Oui, nos territoires sont belligènes, et le resteront. Comment en serait-il autrement ? Sur un isthme, assez contraint, tant de nations, de peuples, de religions, de systèmes administratifs, de langues, d’alphabets même, tant de systèmes de valeurs, de nostalgies contradictoires, se sont entrecroisés et s’entrecroisent encore, tant de migrations, 
parfois lentes parfois rapides, parfois récentes, parfois anciennes, parfois spontanées, parfois contraintes, tant de migrations qui ont rendu chacun aussi différent, mais aussi légitime que ses voisins, voire que ses co-locataires…

Deux modèles face à cette question posée depuis des siècles à notre Europe : un modèle impérialiste, rétrograde, souvent violent, tourné vers la domination de l’une des nations ; ou un modèle coopératif, qui prône « l’unité dans la diversité », tourné vers les défis communs et supérieurs, à partir d’une gestion humaniste des conflits indispensables à la diversité européenne, et où l’histoire est un débat scientifique et un outil de rapprochement.
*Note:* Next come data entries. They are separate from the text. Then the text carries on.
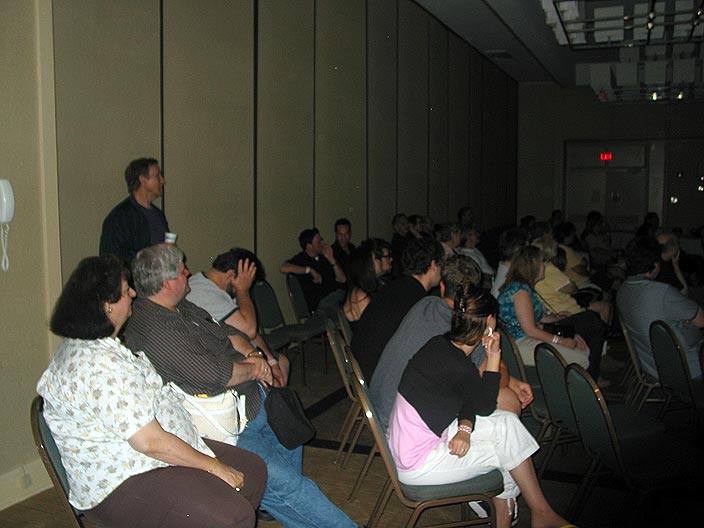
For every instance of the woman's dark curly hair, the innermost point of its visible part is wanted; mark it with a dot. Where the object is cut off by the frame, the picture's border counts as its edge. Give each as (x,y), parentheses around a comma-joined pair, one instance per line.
(80,310)
(472,307)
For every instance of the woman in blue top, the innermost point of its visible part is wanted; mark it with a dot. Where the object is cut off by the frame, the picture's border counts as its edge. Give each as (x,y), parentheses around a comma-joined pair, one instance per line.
(521,311)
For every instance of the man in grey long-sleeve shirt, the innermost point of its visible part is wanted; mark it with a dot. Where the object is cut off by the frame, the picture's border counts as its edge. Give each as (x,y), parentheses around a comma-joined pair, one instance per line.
(429,317)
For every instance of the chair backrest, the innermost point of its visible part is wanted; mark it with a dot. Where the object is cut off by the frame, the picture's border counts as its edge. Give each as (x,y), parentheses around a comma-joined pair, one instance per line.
(49,453)
(596,429)
(511,355)
(344,325)
(269,314)
(550,366)
(671,361)
(337,347)
(514,363)
(638,369)
(361,388)
(298,300)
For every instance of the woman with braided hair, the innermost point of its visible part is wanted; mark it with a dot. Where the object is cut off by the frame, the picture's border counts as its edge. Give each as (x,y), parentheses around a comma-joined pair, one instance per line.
(445,427)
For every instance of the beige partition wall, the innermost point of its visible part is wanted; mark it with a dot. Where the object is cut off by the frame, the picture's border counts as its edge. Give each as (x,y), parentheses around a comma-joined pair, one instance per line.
(284,132)
(340,116)
(438,198)
(208,125)
(458,124)
(412,137)
(107,110)
(382,49)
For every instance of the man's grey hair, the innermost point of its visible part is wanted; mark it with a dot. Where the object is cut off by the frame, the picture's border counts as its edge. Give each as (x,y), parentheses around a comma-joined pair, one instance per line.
(153,265)
(459,271)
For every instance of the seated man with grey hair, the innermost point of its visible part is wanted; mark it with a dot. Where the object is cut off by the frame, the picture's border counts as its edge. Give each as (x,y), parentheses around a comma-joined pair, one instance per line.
(189,348)
(430,317)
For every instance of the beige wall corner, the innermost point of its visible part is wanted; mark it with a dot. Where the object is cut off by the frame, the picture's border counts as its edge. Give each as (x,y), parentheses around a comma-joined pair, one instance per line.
(27,289)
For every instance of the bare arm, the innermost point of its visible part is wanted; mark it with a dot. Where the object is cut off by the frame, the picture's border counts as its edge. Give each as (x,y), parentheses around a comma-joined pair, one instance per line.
(328,254)
(526,318)
(154,442)
(244,319)
(252,368)
(287,267)
(569,288)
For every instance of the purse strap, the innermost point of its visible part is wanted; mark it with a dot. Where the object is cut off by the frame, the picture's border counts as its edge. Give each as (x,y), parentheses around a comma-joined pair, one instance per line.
(240,406)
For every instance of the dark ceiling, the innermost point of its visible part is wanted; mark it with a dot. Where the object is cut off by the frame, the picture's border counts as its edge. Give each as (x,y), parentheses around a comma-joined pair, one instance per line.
(515,36)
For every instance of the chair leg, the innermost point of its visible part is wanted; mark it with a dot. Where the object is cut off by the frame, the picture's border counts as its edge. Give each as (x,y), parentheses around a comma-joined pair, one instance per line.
(352,414)
(543,430)
(348,431)
(380,504)
(353,443)
(551,451)
(583,491)
(363,472)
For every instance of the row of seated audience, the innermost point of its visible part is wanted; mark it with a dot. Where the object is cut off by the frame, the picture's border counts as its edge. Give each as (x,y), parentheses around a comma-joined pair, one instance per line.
(434,362)
(121,400)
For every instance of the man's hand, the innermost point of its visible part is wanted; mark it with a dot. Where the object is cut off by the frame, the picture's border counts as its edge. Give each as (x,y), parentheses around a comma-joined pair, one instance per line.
(522,390)
(317,278)
(262,372)
(327,252)
(459,445)
(246,271)
(230,475)
(278,376)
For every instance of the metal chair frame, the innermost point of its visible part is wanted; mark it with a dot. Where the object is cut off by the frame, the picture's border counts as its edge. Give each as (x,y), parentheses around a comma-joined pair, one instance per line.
(301,311)
(48,452)
(394,486)
(675,376)
(640,385)
(514,363)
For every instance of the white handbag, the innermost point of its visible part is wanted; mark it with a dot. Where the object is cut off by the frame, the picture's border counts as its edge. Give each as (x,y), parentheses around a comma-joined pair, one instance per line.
(222,417)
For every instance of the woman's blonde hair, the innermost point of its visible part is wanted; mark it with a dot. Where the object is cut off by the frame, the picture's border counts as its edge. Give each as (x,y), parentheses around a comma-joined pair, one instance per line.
(525,268)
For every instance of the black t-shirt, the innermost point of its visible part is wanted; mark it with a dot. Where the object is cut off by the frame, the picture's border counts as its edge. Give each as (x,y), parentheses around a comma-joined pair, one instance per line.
(311,291)
(381,319)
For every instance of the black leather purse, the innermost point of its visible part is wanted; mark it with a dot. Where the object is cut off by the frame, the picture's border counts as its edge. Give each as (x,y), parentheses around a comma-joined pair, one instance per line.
(563,330)
(287,417)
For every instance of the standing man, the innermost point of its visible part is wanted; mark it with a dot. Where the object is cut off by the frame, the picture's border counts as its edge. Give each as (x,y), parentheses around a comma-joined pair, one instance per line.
(342,247)
(135,223)
(319,274)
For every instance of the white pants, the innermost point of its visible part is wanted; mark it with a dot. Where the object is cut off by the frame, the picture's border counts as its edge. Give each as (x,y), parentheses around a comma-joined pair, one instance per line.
(526,347)
(499,441)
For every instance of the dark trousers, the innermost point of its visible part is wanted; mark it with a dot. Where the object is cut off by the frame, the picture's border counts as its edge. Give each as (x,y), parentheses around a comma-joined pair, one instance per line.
(589,325)
(180,497)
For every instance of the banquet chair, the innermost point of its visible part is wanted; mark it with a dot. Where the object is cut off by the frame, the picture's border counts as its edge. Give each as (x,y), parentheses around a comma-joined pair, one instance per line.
(344,326)
(421,498)
(675,377)
(647,459)
(639,385)
(304,316)
(49,453)
(514,363)
(272,326)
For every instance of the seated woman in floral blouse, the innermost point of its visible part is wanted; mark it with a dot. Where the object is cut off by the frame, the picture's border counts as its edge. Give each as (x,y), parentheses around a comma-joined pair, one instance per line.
(132,454)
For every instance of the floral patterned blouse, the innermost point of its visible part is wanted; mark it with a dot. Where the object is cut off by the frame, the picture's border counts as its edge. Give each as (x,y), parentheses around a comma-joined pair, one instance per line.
(97,394)
(507,309)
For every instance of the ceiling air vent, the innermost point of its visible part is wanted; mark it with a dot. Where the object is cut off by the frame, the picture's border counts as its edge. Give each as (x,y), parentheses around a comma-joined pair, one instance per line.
(498,54)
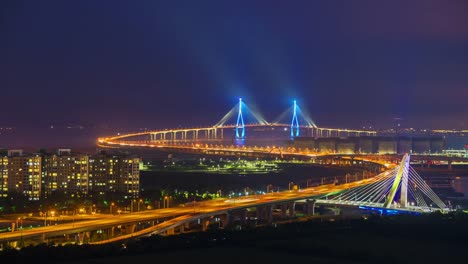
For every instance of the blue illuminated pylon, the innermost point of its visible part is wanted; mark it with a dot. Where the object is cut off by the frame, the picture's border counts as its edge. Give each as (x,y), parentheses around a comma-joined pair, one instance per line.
(240,122)
(295,122)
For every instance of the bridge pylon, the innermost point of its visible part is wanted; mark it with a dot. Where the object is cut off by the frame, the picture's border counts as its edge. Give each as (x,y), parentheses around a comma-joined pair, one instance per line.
(295,128)
(240,125)
(401,180)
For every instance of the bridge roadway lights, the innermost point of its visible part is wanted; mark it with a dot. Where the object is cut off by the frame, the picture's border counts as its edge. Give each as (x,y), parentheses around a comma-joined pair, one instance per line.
(265,213)
(309,207)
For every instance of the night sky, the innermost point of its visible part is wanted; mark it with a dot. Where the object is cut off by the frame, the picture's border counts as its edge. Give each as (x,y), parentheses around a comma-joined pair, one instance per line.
(111,65)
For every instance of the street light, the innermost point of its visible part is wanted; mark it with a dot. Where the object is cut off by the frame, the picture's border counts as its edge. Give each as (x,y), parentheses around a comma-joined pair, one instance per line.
(138,206)
(110,210)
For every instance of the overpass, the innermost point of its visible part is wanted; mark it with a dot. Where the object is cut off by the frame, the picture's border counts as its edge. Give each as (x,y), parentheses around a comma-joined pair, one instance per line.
(377,193)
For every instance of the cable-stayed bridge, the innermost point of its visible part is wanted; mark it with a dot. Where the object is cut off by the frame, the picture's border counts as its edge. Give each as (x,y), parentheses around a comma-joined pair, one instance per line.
(234,125)
(398,190)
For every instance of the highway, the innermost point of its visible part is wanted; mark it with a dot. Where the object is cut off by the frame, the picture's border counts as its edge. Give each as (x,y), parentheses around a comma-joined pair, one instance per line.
(189,212)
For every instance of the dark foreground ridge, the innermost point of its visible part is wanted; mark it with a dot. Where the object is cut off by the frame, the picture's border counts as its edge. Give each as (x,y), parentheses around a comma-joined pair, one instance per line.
(433,238)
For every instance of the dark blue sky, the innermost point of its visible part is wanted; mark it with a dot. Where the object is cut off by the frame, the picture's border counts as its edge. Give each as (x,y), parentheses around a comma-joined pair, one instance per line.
(167,63)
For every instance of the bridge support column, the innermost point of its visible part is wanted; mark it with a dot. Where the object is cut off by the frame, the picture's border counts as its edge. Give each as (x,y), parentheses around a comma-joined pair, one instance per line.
(205,223)
(309,207)
(225,219)
(292,209)
(131,229)
(265,213)
(284,210)
(170,231)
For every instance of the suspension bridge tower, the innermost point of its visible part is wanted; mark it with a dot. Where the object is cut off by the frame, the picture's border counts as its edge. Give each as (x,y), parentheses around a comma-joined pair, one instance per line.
(240,125)
(295,128)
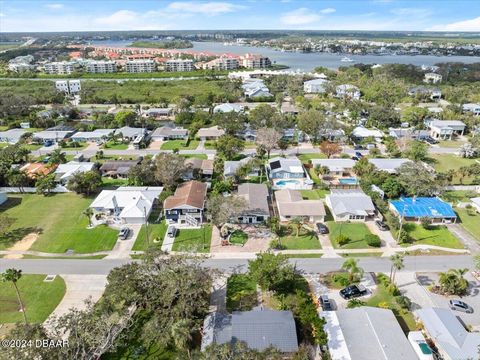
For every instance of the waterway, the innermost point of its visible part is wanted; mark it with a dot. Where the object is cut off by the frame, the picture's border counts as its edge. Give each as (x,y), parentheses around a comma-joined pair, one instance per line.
(308,61)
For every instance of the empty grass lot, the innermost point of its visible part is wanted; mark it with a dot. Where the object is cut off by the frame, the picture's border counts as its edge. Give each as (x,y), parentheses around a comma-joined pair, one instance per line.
(434,235)
(196,240)
(355,231)
(39,298)
(58,220)
(180,144)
Les masques sont tombés. L’histoire devient une arme au service de l’Etat Major de l’agresseur, les soldats ne sont plus des citoyens avertis, la langue devient un oukase. 
Quand l’impérialisme moscovite se concentre sur sa propre survie, alimente sa nostalgie, comment pourra-t-il affronter les vrais défis du XXIème siècle. La défense de la planète ? La lutte contre les inégalités dans le monde ? Comment pourrait-il participer, de près ou de loin, à un effort commun ?

On nous accuse souvent d’utiliser des grands mots, que le terme de « valeurs » ne veut rien dire face à l’hiver qui arrive et aux vrais intérêts de nos concitoyens.
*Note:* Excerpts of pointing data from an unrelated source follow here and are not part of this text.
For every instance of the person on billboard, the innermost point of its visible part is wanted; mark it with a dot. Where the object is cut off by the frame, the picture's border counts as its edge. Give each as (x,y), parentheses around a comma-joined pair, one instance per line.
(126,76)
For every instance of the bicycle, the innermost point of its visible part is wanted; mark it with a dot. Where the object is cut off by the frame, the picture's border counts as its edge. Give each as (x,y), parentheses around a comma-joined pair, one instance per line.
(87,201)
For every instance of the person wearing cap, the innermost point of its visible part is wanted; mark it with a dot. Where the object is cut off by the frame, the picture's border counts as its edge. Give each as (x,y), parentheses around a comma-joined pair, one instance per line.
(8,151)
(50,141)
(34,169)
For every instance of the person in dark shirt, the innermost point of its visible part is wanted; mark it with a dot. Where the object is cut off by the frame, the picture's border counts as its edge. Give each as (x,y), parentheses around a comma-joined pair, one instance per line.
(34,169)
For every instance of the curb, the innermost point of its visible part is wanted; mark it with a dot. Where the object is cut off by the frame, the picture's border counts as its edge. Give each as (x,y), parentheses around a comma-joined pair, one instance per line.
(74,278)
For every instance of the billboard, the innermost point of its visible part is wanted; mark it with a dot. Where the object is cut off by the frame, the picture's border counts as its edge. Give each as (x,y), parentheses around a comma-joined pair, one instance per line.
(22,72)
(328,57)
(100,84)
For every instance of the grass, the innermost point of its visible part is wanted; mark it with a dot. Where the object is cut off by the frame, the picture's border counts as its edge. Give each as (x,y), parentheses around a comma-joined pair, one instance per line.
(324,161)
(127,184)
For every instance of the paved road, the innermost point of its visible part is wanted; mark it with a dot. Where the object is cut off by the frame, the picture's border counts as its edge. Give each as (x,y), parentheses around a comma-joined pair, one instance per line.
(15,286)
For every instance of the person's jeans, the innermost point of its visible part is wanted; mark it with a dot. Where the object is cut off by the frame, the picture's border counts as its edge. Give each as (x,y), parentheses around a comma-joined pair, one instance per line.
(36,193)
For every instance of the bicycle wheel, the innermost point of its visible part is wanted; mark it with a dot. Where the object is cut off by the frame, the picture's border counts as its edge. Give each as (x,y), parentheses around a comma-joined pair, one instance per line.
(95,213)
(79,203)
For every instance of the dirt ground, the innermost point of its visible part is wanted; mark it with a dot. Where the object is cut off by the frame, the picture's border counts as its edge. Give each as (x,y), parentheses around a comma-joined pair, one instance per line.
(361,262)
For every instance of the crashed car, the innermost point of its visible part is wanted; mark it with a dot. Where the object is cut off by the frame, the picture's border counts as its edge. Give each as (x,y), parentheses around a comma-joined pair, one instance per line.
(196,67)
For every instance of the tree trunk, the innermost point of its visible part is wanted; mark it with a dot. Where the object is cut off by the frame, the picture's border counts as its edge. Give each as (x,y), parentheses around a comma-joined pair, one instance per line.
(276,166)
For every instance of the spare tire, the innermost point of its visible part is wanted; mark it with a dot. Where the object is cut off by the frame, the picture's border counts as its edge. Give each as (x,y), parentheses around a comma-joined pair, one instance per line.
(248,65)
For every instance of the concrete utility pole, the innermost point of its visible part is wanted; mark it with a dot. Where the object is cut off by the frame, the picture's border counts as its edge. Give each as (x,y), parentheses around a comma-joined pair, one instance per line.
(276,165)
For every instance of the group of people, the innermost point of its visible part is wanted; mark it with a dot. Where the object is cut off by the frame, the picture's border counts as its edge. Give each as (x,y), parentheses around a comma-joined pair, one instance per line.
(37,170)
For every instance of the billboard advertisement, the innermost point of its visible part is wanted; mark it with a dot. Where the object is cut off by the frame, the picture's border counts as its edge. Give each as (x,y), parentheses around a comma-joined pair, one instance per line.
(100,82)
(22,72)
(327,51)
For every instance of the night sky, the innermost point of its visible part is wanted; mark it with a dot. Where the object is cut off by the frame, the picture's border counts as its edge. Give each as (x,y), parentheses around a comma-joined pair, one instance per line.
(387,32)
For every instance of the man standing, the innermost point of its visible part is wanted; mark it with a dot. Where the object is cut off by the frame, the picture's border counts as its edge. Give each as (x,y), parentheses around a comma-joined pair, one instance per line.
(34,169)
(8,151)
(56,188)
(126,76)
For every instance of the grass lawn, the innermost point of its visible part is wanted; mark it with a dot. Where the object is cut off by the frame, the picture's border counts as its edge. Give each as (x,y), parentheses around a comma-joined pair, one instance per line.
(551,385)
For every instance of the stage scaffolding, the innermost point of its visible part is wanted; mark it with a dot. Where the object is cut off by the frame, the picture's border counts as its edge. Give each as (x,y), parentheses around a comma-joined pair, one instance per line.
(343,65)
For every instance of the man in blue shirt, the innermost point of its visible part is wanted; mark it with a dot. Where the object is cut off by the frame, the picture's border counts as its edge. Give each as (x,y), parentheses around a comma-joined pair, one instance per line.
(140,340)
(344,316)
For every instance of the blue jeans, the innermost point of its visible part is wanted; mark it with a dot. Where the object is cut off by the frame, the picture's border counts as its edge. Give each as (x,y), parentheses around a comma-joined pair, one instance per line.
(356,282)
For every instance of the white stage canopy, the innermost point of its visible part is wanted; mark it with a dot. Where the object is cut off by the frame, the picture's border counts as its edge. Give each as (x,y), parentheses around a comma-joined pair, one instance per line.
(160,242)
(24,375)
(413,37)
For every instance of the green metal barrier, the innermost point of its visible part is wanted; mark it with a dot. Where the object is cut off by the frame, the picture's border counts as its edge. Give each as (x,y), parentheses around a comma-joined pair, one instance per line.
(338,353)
Cette guerre met du concret, de l’évidence, du tangible, sur cette confrontation de modèles, cette confrontation de valeurs. Non, nos valeurs ne sont pas une novlangue pour cacher l’anti-France, pour les uns, ou cacher la guerre sociale, pour les autres.

Le modèle porté sans masque aujourd’hui par le régime de Moscou, c’est l’assignation à résidence permanente : assignation à résidence, dans une langue, dans une narration historique, et, les dernières parodies de référendum l’ont prouvé, ces assignés à résidence n’ont même plus besoin d’être chez eux pour que l’empereur leur impose son choix. Nous sommes revenus aux temps de Gogol : ce ne sont plus les âmes mortes que l’ont fait participer, ce sont les âmes enfuies, les familles réfugiées et déplacées dont on nous explique qu’elles ont voté…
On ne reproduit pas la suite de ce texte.